In addition, i-cisTarget has a collection of 1331 TF ChIP-seq information and 2450 Histone modification tracks in human tissues and cell lines extracted from ENCODE and RoadMap Epigenomics databases . The user-defined regions are interrogated for each track collection and tracks significantly enriched are identified by determining the optimal threshold through a receiver operating characteristic curve. This analysis compares the enrichment of a track of the collection versus the average enrichment across the whole track collection and generates an NES.

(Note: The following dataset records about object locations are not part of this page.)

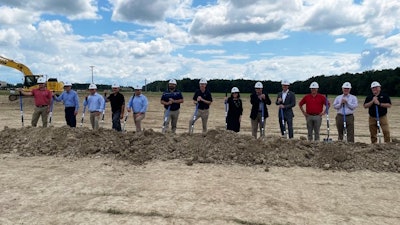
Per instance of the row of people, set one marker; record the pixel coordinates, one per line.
(317, 105)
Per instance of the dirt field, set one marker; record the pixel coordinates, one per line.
(59, 175)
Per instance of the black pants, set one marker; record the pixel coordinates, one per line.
(70, 116)
(116, 117)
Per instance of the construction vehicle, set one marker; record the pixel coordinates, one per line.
(30, 80)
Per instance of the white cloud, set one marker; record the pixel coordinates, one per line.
(154, 52)
(340, 40)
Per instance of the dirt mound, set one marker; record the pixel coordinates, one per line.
(218, 146)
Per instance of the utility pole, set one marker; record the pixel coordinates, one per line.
(92, 72)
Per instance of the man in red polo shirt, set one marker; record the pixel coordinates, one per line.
(315, 103)
(42, 98)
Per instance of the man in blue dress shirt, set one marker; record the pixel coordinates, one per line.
(95, 103)
(71, 102)
(138, 104)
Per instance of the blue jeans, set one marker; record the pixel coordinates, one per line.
(116, 117)
(70, 117)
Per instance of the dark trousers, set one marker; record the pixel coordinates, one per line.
(289, 122)
(70, 116)
(116, 117)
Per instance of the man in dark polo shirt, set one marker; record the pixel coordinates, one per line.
(315, 103)
(172, 99)
(203, 98)
(117, 101)
(378, 102)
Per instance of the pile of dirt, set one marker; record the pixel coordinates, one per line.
(218, 146)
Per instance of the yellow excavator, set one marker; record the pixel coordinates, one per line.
(30, 80)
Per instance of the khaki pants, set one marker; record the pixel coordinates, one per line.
(256, 125)
(39, 111)
(138, 121)
(349, 126)
(203, 114)
(94, 120)
(373, 128)
(313, 126)
(173, 118)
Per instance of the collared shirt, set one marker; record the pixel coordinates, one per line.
(95, 103)
(175, 95)
(205, 95)
(70, 99)
(284, 94)
(138, 103)
(349, 107)
(116, 101)
(382, 98)
(42, 97)
(314, 104)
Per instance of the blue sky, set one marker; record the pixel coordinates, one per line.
(136, 41)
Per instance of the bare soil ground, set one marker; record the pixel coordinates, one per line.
(59, 175)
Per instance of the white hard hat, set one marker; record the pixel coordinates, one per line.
(41, 80)
(314, 85)
(92, 86)
(258, 85)
(346, 85)
(172, 81)
(235, 90)
(203, 81)
(375, 84)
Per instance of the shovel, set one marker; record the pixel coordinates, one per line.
(166, 119)
(21, 109)
(262, 135)
(191, 128)
(327, 139)
(378, 123)
(283, 124)
(344, 124)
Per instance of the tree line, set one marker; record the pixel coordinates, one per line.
(360, 82)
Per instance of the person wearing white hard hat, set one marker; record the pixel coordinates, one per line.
(377, 104)
(259, 100)
(202, 98)
(138, 105)
(172, 99)
(42, 98)
(315, 103)
(285, 101)
(95, 104)
(235, 110)
(117, 102)
(71, 103)
(345, 105)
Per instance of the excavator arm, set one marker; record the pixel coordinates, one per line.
(30, 80)
(19, 66)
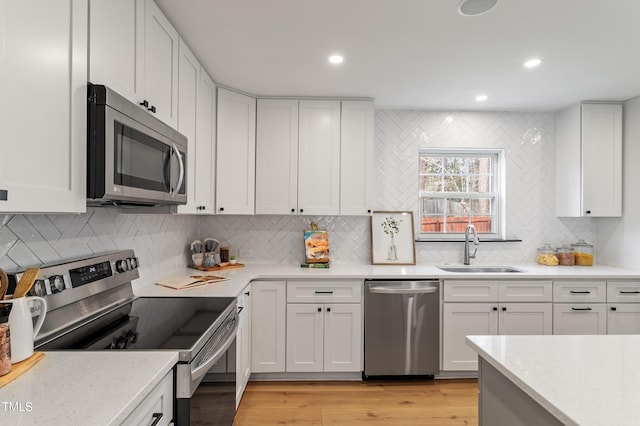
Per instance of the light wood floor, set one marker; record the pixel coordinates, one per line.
(435, 402)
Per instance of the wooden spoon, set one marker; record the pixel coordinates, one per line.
(26, 282)
(4, 283)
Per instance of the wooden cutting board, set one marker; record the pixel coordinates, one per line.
(20, 368)
(217, 268)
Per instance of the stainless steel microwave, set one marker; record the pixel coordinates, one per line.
(134, 159)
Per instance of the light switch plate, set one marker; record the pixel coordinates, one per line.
(245, 253)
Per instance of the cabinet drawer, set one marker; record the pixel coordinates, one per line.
(159, 403)
(621, 292)
(525, 291)
(579, 291)
(470, 291)
(324, 292)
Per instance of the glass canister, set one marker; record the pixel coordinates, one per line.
(565, 256)
(5, 340)
(546, 255)
(583, 253)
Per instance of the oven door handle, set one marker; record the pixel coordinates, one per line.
(202, 369)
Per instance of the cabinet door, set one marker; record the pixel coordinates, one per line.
(319, 158)
(243, 343)
(356, 158)
(525, 318)
(116, 47)
(602, 160)
(277, 156)
(623, 318)
(571, 318)
(205, 144)
(460, 320)
(43, 102)
(161, 65)
(343, 337)
(188, 85)
(305, 325)
(268, 316)
(236, 153)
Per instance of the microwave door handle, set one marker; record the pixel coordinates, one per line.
(181, 176)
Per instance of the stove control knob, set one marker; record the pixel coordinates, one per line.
(122, 265)
(56, 283)
(38, 289)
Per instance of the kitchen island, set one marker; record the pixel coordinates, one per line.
(83, 387)
(549, 380)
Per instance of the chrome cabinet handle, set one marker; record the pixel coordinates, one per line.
(392, 290)
(181, 177)
(156, 418)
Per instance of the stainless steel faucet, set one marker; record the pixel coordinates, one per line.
(468, 256)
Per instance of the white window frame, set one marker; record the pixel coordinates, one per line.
(498, 194)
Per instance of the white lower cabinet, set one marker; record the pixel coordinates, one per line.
(324, 337)
(460, 320)
(623, 307)
(479, 307)
(575, 318)
(157, 407)
(623, 318)
(268, 325)
(579, 307)
(243, 343)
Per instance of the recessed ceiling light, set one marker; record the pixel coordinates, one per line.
(475, 7)
(532, 63)
(336, 59)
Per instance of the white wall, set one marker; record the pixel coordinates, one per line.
(399, 135)
(161, 241)
(617, 237)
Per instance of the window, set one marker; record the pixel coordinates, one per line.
(461, 186)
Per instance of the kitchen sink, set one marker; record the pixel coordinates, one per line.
(477, 269)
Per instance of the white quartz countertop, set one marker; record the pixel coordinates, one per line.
(240, 277)
(581, 380)
(83, 387)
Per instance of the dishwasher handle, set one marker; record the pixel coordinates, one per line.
(382, 289)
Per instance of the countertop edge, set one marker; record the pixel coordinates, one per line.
(535, 395)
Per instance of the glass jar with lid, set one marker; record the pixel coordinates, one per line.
(583, 253)
(546, 255)
(565, 256)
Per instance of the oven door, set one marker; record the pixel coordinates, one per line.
(206, 387)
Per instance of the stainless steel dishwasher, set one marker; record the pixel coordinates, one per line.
(401, 328)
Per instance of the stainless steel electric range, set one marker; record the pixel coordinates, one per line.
(91, 306)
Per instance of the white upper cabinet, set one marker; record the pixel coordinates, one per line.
(589, 160)
(236, 153)
(43, 106)
(116, 42)
(134, 50)
(277, 156)
(356, 158)
(191, 87)
(160, 65)
(319, 158)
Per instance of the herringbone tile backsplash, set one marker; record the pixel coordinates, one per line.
(161, 241)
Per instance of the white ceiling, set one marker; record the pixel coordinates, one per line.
(419, 54)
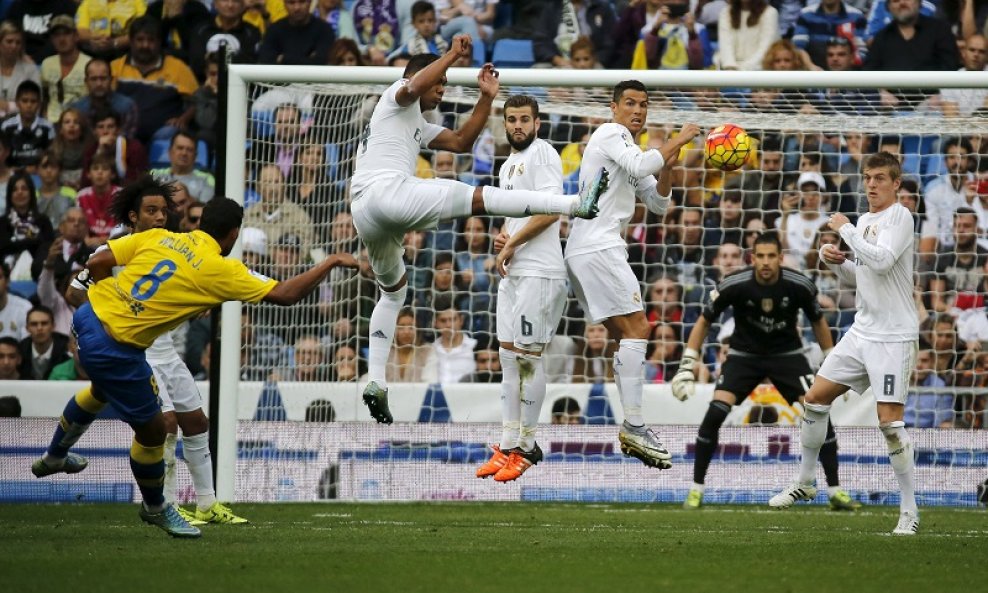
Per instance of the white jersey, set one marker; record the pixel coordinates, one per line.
(537, 168)
(613, 147)
(163, 347)
(391, 141)
(883, 272)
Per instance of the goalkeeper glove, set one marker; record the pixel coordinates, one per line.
(684, 383)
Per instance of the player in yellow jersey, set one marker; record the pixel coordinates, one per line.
(167, 278)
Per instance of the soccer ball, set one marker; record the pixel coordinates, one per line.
(727, 147)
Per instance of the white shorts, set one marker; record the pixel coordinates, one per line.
(176, 388)
(604, 284)
(529, 309)
(386, 210)
(859, 364)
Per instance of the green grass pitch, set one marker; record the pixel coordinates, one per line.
(503, 548)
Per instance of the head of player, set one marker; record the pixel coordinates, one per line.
(521, 121)
(882, 178)
(767, 258)
(432, 97)
(144, 204)
(629, 105)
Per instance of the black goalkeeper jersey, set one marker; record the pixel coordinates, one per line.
(765, 317)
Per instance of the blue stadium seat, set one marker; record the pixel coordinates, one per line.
(513, 53)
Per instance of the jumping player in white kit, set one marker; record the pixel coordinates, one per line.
(532, 294)
(388, 200)
(597, 256)
(880, 349)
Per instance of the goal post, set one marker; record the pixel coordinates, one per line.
(331, 99)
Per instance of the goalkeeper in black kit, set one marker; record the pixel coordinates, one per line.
(766, 299)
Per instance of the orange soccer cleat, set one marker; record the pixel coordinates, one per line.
(494, 464)
(518, 462)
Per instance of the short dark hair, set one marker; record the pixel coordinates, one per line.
(418, 62)
(129, 198)
(145, 24)
(627, 85)
(516, 101)
(884, 159)
(422, 7)
(220, 216)
(769, 238)
(28, 86)
(41, 309)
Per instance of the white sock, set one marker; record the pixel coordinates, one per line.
(628, 363)
(901, 456)
(196, 450)
(383, 320)
(812, 434)
(532, 394)
(518, 202)
(510, 403)
(171, 478)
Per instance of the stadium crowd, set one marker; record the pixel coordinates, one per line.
(98, 92)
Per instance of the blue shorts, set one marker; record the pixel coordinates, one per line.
(120, 373)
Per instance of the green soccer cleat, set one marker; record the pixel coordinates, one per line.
(842, 501)
(694, 500)
(72, 464)
(219, 513)
(189, 517)
(376, 400)
(589, 197)
(170, 522)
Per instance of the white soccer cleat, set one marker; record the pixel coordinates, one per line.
(791, 495)
(908, 523)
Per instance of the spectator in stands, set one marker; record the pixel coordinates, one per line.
(23, 229)
(15, 67)
(410, 361)
(13, 309)
(297, 39)
(227, 27)
(37, 19)
(957, 280)
(676, 41)
(475, 267)
(162, 85)
(69, 370)
(377, 28)
(182, 161)
(964, 102)
(912, 41)
(745, 31)
(275, 214)
(206, 103)
(43, 349)
(105, 30)
(129, 158)
(63, 75)
(594, 361)
(801, 218)
(180, 20)
(830, 19)
(10, 358)
(54, 199)
(96, 198)
(928, 410)
(337, 16)
(425, 38)
(101, 96)
(29, 133)
(947, 193)
(488, 363)
(453, 347)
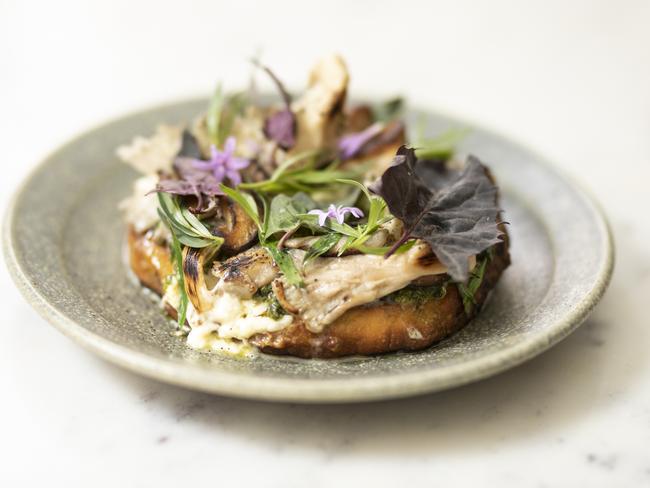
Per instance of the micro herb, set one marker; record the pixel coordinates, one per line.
(468, 290)
(440, 147)
(185, 226)
(281, 257)
(291, 177)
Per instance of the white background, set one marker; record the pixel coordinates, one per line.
(570, 79)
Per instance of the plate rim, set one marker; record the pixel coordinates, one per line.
(305, 390)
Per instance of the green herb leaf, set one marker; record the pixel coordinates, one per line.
(247, 203)
(213, 116)
(187, 228)
(177, 259)
(285, 212)
(305, 178)
(440, 147)
(467, 291)
(286, 264)
(321, 246)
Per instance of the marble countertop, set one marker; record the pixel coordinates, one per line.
(569, 79)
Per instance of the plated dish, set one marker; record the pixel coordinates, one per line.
(311, 227)
(64, 244)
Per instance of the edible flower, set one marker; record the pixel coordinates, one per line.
(224, 164)
(334, 212)
(351, 144)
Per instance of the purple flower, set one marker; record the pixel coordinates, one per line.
(223, 164)
(202, 178)
(334, 212)
(351, 144)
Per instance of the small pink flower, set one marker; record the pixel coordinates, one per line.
(334, 212)
(224, 164)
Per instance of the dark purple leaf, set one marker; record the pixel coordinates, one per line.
(457, 215)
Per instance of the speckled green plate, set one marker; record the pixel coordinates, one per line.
(63, 239)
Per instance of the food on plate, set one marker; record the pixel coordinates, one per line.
(309, 227)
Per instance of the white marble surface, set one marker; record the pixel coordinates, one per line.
(571, 79)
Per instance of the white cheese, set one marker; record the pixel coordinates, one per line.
(334, 285)
(149, 155)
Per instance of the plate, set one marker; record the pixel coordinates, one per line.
(64, 238)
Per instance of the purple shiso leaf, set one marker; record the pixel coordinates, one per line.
(351, 144)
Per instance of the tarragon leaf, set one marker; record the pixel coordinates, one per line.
(458, 220)
(286, 264)
(284, 213)
(322, 245)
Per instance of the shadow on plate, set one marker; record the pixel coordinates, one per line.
(586, 372)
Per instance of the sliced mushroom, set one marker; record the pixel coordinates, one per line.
(245, 273)
(195, 262)
(232, 223)
(319, 111)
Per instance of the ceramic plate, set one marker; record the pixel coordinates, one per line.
(63, 241)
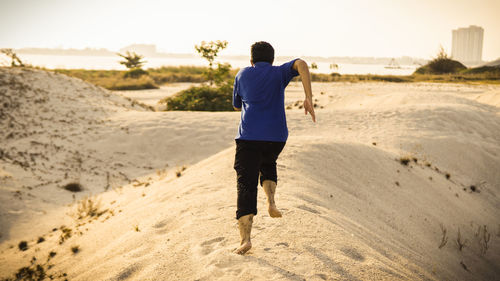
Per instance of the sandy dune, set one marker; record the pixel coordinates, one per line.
(351, 210)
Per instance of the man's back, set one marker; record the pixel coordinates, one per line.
(260, 91)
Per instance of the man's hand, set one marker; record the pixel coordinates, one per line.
(301, 67)
(308, 107)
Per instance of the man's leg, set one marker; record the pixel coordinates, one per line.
(246, 164)
(245, 226)
(270, 189)
(268, 175)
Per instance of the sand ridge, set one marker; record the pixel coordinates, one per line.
(351, 210)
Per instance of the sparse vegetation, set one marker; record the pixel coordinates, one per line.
(444, 237)
(217, 95)
(23, 245)
(404, 160)
(179, 171)
(483, 238)
(441, 64)
(460, 242)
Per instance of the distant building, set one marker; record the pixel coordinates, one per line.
(467, 44)
(141, 49)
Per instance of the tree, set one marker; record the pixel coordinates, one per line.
(441, 64)
(209, 51)
(134, 63)
(15, 60)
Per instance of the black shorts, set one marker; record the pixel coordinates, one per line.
(254, 161)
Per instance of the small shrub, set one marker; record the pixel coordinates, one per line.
(75, 249)
(404, 160)
(135, 73)
(23, 245)
(89, 208)
(179, 171)
(34, 272)
(65, 234)
(444, 237)
(460, 242)
(204, 98)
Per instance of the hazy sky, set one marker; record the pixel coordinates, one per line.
(389, 28)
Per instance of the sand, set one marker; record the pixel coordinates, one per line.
(351, 210)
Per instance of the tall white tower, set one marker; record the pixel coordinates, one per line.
(467, 44)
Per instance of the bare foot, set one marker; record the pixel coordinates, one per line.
(244, 248)
(274, 212)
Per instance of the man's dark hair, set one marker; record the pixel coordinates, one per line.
(262, 51)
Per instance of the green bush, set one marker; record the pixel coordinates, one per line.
(204, 98)
(442, 64)
(135, 73)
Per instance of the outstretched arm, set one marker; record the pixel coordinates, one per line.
(301, 67)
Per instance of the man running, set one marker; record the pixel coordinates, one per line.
(259, 92)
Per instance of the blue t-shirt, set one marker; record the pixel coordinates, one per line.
(259, 91)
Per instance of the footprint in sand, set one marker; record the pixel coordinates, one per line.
(208, 246)
(352, 253)
(282, 244)
(309, 209)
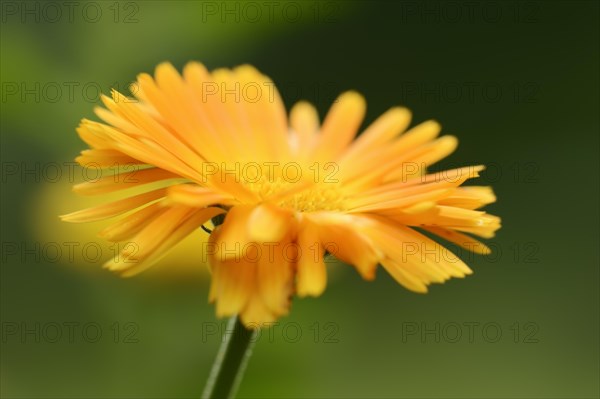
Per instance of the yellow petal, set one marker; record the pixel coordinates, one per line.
(115, 208)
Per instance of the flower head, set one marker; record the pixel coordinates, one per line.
(289, 188)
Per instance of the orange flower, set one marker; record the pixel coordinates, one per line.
(289, 188)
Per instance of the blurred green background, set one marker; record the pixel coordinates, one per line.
(517, 82)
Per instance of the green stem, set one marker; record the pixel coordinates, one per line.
(228, 368)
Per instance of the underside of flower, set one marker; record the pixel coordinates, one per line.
(290, 187)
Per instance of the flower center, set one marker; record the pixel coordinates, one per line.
(299, 197)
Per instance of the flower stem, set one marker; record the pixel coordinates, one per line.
(228, 368)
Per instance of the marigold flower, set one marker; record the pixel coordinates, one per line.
(290, 188)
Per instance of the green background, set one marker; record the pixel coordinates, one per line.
(527, 105)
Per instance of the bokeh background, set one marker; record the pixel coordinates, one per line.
(517, 82)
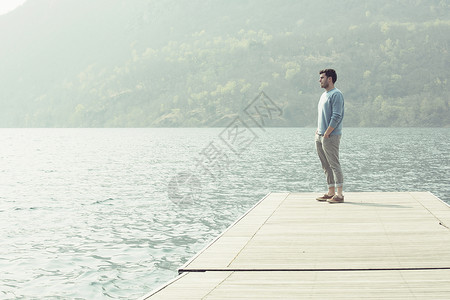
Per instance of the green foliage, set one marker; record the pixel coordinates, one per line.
(200, 63)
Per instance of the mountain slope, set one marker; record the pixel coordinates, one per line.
(140, 63)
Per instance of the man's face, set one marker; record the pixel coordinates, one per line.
(323, 81)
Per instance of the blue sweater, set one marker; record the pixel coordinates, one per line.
(331, 111)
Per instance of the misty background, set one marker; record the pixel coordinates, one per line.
(172, 63)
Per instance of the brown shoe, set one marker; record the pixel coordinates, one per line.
(324, 198)
(336, 199)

Annotating the location of TF binding sites in the cattle genome
Human (hg19) regions predicted as targets for the top TF in liver, muscle, and hypothalamus were converted back to ARS-UCD1.2 coordinates using the liftOver tool as described before . Next, the overlap between these target regions and ATAC-seq peaks in each tissue was calculated using bedtools intersect (-wa -F 0.40) (v2.29.2) . To score and locate the potential TFBSs per TF of interest, we downloaded the PWMs for the top 10 PWMs associated with a TF from the motif discovery analysis . Peaks overlapping target regions for a TF were converted to fasta and re-scanned for the homotypic cluster of PWMs using the Hidden Markov Model from the tool Cluster-Buster (-m 0 -c 0) . The homotypic cluster score, motif score, and predicted binding location were calculated to annotate the active biding sites of the key transcription factor in each tissue.
Gene regulatory network
To validate the relationships between the master regulator of each tissue (top TF) and its predicted targets at transcriptional level, we used the previously described RNA-seq data of liver and hypothalamus to investigate gene co-expression [21,22,23]. In addition to the three post-pubertal Brahman heifers used for ATAC-seq libraries, RNA-seq data included three prepubertal Brahman heifers coming from the same original data so the number of samples would enable a co-expression study. This dataset is publicly available at EMBL-EBI BioSamples repository (www.ebi.ac.uk/biosamples) under the submission identifiers GSB-113 and GSB-8708 . RNA-seq reads were aligned to the same cattle reference genome, and read counts were estimated using -tools . The EdgeR R package  was used to normalize the counts by TMM (trimmed mean of M values) for each tissue, and only genes presenting at least 1 count per million reads mapped (CPM) in at least half of the samples were considered for further analysis. For each tissue, gene expression in log2CPM of the master regulator and its predicted targets were used to identify significant connections using the Partial Correlation and Information Theory (PCIT) algorithm . PCIT determinates significant correlations between two genes after accounting for all the other genes under scrutiny.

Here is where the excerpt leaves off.